Smith: Legalization of marijuana represents opportunity to benefit government, promote necessary change
A Gallup poll released last month indicated that 58 percent of Americans support legalizing marijuana.
To a reasonable person, it’s common sense.
Weed is the third most popular recreational drug in the United States, behind only alcohol and tobacco, according to the National Organization for the Reform of Marijuana Laws.
Not only does it lack many of the negative health effects of alcohol and tobacco, but marijuana also has a high medicinal value (cancer patients, glaucoma, multiple sclerosis, etc.).
Once legalized and taxed, weed could also bring in high tax revenues for the government.
The government would also save money from not having to enforce laws against marijuana, along with all the money spent on prosecuting and keeping marijuana offenders in prison.
The United States, with just 5 percent of the world’s population, holds 25 percent of the world’s prisoner population, according to the American Civil Liberties Union’s website.
More than half of the country’s massive federal prison population is made up of drug offenders, according to the U.S. Justice Department. Nearly two thirds are nonviolent offenders with no prior history of violence.
According to CBS News, roughly half of all drug arrests are made on marijuana charges. The fact that American prisons are literally overflowing with people for this harmless drug just isn’t right. Legalizing it would be a very necessary, albeit moral, step toward fixing this.
So why is it even illegal? Weed was made illegal for many reasons, and none of them have anything to do with health or safety.
The plant that produces both marijuana and hemp is called cannabis. Cannabis was used for thousands of years for food, clothing, paper and medicine. It first took a negative connotation less than a century ago.
This fall from grace can be traced back to two things: money and racism.
In the year 1935, hemp was poised to become a billion-dollar renewable energy crop. This was a problem for the country’s corporate powers, which had all their money riding on petroleum-based energy and production.

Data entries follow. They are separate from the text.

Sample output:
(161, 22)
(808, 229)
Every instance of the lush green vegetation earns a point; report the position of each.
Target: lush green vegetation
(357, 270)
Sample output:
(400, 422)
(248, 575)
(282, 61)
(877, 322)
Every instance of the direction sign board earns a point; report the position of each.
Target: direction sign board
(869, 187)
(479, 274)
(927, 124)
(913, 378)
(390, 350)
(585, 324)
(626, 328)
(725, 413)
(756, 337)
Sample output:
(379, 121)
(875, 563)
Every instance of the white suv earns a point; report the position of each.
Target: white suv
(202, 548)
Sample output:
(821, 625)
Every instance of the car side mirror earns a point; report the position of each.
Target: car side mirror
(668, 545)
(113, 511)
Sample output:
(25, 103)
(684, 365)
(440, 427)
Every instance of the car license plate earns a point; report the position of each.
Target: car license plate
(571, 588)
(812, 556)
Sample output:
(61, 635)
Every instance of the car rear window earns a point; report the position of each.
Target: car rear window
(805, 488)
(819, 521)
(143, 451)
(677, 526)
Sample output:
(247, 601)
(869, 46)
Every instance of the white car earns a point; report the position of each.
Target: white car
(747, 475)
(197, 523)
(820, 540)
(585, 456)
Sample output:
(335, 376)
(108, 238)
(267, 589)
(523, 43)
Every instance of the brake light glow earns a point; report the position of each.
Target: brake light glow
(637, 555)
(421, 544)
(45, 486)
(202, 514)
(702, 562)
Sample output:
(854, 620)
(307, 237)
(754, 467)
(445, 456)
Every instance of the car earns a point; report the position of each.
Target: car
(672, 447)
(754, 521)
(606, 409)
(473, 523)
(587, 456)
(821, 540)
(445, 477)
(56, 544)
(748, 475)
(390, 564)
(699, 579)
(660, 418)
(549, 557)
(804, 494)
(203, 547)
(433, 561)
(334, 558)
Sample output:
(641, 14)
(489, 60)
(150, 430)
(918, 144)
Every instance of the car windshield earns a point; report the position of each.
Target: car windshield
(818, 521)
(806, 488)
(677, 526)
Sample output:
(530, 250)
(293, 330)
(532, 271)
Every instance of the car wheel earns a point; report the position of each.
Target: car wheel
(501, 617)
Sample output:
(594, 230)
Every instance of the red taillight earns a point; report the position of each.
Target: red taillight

Their solution: categorize hemp and cannabis entirely as marijuana in the public eye. Throughout the 1930s, a national propaganda campaign was undertaken by the Federal Bureau of Narcotics and Dangerous Drugs to demonize marijuana and use minority groups as the scapegoat.
According to a 1998 special report by Frontline, the recreational use of marijuana was first introduced to American culture by a large influx of Mexican immigrants after the Mexican Revolution of 1910. The drug became associated with immigrants, which was used as a tool of fear and prejudice by the bureau in its campaign.
Frontline stated in its report: “This instigated a flurry of research which linked the use of marijuana with violence, crime and other socially deviant behaviors, primarily committed by “racially inferior” or “underclass communities.”
As part of the propaganda campaign, the government financed a movie titled “Reefer Madness” in 1936. It depicted four high school students who tried marijuana and spiraled out of control, committing suicide, homicide and rape.
As a result of the fear and misinformation induced by this propaganda, Congress passed The Marijuana Tax Act of 1937, effectively criminalizing the use of marijuana in the United States.
Nearly a century later, the forces that made marijuana illegal are still at work. Lobbying to make sure that the drug remains illegal are oil giants, the pharmaceutical industry and alcohol companies. Not to mention law enforcement, which risks losing a chunk of its funding if marijuana is legalized.
Last month’s Gallup poll is about more than just change in opinion. It signifies an opportunity to bring about lasting change, and take back a right that, like many others, has been wrongly taken away from us under false pretenses.